His style is made to flourish by Frei as he is given a license to roam and carry the ball. Along with this, the third-man runs made from deep midfield are brilliant and cause all kinds of issues for opponents. Below is an excellent example of how the striker dropping deep frees up space behind which is penetrated excellently.
This off-the-ball movement and third-man run has clearly been worked on by Frei. It enables Basel to attack so centrally and exploit the middle part of the pitch.
Out of possession
Although they don’t spend a lot of time without the ball when they do they are still very assured. Their style of play out of possession is to not aggressively press like Liverpool or Manchester City. They are much more measured and conservative about when they press. Their method out of possession helps to conserve energy whilst at the same time, they remain somewhat in control of what their opponent does.
By deploying this system they remain structured in their defence and midfield whilst the more advanced players engage directly with their opponents. This way of pressing works if, like in the example above, the players can read the play and are alert to the next potential pass.

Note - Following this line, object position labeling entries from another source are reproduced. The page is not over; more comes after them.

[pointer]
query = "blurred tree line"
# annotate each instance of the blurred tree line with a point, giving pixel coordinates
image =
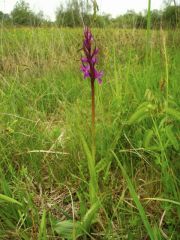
(75, 13)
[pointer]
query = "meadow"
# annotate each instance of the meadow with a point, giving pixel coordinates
(45, 126)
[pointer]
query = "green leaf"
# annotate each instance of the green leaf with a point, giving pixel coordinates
(90, 216)
(173, 113)
(136, 200)
(147, 138)
(172, 137)
(141, 113)
(68, 229)
(9, 199)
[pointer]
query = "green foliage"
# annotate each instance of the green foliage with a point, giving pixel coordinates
(22, 15)
(46, 166)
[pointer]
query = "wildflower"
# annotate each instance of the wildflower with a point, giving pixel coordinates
(90, 60)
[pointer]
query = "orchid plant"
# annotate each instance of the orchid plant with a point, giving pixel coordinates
(89, 62)
(73, 229)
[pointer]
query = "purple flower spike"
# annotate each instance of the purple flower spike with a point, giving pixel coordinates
(90, 60)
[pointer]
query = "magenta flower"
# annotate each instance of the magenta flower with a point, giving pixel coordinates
(90, 60)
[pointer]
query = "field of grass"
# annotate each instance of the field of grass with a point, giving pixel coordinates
(45, 134)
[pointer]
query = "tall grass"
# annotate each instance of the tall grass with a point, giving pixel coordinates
(45, 136)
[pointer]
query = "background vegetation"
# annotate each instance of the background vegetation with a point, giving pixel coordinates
(45, 122)
(72, 13)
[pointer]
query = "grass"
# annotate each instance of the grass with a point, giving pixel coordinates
(45, 124)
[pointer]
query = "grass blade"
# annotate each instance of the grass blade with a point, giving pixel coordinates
(136, 200)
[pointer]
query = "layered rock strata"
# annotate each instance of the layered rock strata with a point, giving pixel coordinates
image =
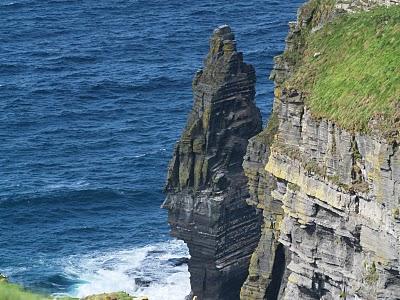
(206, 186)
(330, 197)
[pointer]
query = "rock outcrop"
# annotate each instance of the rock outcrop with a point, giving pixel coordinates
(206, 187)
(330, 197)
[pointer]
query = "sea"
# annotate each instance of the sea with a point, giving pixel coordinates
(93, 96)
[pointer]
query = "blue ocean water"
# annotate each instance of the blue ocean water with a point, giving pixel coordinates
(93, 96)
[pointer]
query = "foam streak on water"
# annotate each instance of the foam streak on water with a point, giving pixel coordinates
(158, 271)
(93, 96)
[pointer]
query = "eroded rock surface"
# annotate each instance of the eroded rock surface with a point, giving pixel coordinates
(330, 198)
(206, 187)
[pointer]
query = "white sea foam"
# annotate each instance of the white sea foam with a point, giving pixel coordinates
(145, 271)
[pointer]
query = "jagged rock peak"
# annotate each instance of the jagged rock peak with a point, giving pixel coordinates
(222, 41)
(206, 188)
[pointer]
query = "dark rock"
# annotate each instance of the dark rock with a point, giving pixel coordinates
(206, 187)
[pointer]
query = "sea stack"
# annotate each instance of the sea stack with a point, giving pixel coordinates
(206, 188)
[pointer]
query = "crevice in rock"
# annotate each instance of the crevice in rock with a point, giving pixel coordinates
(278, 271)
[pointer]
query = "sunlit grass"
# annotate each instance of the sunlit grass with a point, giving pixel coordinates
(350, 71)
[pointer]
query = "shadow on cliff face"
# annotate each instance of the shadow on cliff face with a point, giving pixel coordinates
(278, 270)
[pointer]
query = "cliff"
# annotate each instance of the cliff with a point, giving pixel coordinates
(206, 187)
(326, 170)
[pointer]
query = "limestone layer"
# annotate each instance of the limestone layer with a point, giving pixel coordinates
(330, 198)
(206, 187)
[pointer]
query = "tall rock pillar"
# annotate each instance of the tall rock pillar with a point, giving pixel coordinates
(206, 189)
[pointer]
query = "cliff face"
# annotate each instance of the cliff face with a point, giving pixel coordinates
(206, 187)
(330, 197)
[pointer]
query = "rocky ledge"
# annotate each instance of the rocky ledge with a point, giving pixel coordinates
(330, 196)
(206, 189)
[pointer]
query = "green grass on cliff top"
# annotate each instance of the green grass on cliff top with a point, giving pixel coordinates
(14, 292)
(351, 71)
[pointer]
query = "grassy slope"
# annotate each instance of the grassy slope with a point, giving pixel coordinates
(14, 292)
(350, 71)
(10, 291)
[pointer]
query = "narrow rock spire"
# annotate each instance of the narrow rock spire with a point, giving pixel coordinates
(206, 186)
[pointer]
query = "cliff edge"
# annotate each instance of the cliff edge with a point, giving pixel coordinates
(326, 171)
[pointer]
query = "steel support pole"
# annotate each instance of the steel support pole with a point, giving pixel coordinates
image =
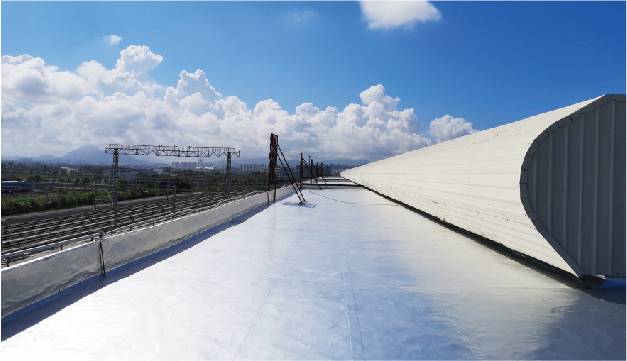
(116, 158)
(174, 199)
(227, 186)
(302, 165)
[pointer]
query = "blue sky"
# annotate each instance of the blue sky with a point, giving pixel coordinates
(490, 63)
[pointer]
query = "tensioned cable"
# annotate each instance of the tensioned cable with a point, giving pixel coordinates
(359, 204)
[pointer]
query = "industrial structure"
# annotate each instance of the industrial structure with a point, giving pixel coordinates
(168, 151)
(347, 273)
(551, 186)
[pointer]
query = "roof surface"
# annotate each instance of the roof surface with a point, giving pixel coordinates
(351, 275)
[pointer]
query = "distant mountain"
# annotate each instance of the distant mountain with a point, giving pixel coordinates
(92, 155)
(88, 155)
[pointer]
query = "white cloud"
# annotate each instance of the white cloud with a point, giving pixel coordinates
(393, 14)
(112, 39)
(46, 110)
(300, 16)
(448, 127)
(138, 59)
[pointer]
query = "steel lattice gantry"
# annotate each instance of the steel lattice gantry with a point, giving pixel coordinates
(551, 186)
(166, 151)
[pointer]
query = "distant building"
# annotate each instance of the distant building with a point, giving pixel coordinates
(198, 165)
(251, 168)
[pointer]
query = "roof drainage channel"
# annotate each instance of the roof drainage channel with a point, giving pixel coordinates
(352, 275)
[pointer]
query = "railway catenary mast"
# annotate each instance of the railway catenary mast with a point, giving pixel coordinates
(166, 151)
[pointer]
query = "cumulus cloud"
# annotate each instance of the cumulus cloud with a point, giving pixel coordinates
(138, 59)
(112, 39)
(448, 127)
(300, 16)
(48, 110)
(394, 14)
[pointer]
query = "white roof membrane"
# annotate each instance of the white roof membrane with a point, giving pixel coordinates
(351, 275)
(550, 186)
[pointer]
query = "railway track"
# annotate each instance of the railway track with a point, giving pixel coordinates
(23, 240)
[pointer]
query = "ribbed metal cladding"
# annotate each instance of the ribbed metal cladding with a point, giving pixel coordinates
(573, 186)
(551, 186)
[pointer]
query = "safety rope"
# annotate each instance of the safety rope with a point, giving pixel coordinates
(347, 202)
(103, 270)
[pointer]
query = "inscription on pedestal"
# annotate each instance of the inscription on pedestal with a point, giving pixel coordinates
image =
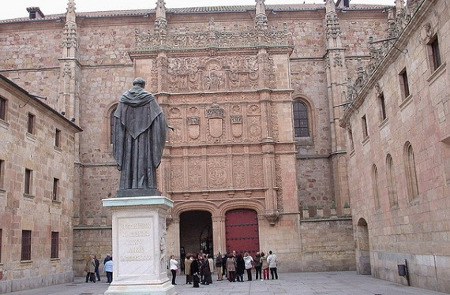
(136, 249)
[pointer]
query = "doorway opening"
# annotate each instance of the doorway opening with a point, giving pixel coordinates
(362, 248)
(242, 235)
(196, 232)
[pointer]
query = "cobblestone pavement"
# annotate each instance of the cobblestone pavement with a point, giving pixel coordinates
(305, 283)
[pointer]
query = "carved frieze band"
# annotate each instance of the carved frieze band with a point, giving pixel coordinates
(211, 38)
(218, 73)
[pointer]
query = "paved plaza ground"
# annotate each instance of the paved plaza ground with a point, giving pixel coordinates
(305, 283)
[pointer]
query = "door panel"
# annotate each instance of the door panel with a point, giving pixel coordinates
(242, 231)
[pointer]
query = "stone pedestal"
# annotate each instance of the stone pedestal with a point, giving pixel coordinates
(139, 245)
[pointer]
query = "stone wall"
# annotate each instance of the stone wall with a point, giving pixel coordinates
(40, 211)
(406, 206)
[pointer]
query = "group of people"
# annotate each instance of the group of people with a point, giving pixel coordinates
(92, 268)
(200, 267)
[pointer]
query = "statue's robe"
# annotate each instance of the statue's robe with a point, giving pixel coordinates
(139, 136)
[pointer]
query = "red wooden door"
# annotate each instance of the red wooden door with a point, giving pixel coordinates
(241, 227)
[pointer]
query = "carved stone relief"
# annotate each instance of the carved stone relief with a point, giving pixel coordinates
(215, 74)
(256, 171)
(195, 173)
(215, 115)
(217, 172)
(176, 175)
(239, 172)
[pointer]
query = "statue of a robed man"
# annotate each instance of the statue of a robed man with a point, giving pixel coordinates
(139, 136)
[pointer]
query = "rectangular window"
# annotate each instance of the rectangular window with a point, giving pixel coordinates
(58, 138)
(30, 124)
(382, 106)
(26, 245)
(2, 174)
(55, 245)
(435, 54)
(2, 109)
(55, 189)
(404, 83)
(364, 126)
(28, 181)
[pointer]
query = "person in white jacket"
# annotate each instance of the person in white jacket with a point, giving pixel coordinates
(108, 269)
(273, 261)
(173, 265)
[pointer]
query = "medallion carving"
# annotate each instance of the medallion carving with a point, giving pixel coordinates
(194, 127)
(217, 172)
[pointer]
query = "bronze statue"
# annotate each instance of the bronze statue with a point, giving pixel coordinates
(139, 136)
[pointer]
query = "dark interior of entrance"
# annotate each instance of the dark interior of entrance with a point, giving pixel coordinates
(196, 232)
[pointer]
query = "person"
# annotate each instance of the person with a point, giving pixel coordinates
(264, 266)
(187, 268)
(195, 269)
(240, 267)
(108, 257)
(219, 266)
(248, 260)
(90, 269)
(224, 264)
(257, 261)
(97, 264)
(173, 265)
(205, 271)
(272, 260)
(139, 136)
(211, 265)
(231, 268)
(108, 269)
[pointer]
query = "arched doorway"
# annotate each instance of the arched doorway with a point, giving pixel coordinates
(362, 248)
(196, 232)
(241, 227)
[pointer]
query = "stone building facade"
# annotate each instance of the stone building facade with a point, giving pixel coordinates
(398, 122)
(37, 156)
(257, 159)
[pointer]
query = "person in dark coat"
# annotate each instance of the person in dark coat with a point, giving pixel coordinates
(240, 268)
(195, 271)
(205, 271)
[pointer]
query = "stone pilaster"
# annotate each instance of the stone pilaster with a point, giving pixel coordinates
(336, 80)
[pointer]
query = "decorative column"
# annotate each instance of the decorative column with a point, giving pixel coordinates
(219, 238)
(337, 82)
(139, 245)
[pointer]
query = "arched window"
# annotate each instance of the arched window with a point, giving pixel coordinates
(410, 171)
(376, 195)
(391, 182)
(301, 124)
(111, 123)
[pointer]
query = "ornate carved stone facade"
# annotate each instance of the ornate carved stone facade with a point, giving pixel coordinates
(227, 79)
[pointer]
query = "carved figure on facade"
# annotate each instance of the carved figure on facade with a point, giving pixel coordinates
(70, 35)
(239, 174)
(426, 33)
(215, 115)
(333, 29)
(337, 59)
(195, 173)
(217, 171)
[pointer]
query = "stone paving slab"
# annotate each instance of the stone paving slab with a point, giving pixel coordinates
(305, 283)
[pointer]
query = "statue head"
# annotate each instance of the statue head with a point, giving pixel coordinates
(139, 81)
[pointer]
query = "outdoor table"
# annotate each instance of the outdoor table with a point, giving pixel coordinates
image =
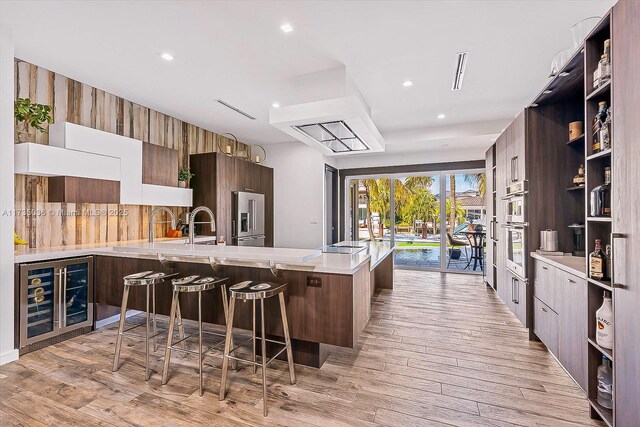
(476, 241)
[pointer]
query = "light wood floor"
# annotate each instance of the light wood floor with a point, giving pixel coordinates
(439, 350)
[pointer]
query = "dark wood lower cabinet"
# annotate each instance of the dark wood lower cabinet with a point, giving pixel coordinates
(332, 313)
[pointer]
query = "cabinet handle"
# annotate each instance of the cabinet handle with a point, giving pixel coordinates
(64, 299)
(60, 298)
(615, 236)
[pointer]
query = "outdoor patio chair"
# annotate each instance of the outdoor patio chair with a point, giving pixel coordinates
(456, 244)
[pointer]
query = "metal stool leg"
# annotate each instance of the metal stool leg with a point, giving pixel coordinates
(225, 307)
(200, 340)
(123, 315)
(254, 337)
(167, 351)
(287, 337)
(263, 342)
(183, 344)
(147, 374)
(155, 341)
(227, 348)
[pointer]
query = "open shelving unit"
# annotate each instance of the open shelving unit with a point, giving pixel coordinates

Frei encourages his forward players to work hard and apply some pressure on their opposition.
The midfield is alert to any potential threats centrally and are instructed to apply a large amount of pressure if the ball finds itself in the middle of the pitch. On a number of occasions, the midfield players aggressively engaged with their opponent to reduce the likelihood of play progressing centrally. For Basel, this worked well. However, on occasion, they were caught out with a few quick passes, something to be wary of.
Upon regaining the ball Basel look to break forwards quickly. By doing this they can gain the most from their wide players who often find themselves in space. The below example shows just how many options the ball carrier has to pass to.
Each of the forward players looks to make a direct run forwards into the space behind the opposition defence. By doing this it means that the opponent has to make a decision on whether to drop deep or commit to the man with the ball. Their counterattacks are quick and often lead to goal-scoring opportunities.
When looking to regain the ball, Frei wants his men to remain structured and be alert to threatening situations. Like their principles for when they are without the ball, Frei instructs his team to stop the ball from being played centrally. They are quick to react on and play in the midfield and look to nullify it as soon as possible. This often involves more than one player actively pursuing the ball.
Overall Alex Frei is an exciting manager with an exciting group of players at his disposal. Basel currently sit seventh, way off where they would usually expect themselves. However, this project is a long-term one and one that will hopefully see rewards not too far into the future.
Frei’s core principles and philosophy align well and are suited to the modern-day game. He has implemented them excellently so far and is just lacking some experience and quality on the pitch at times.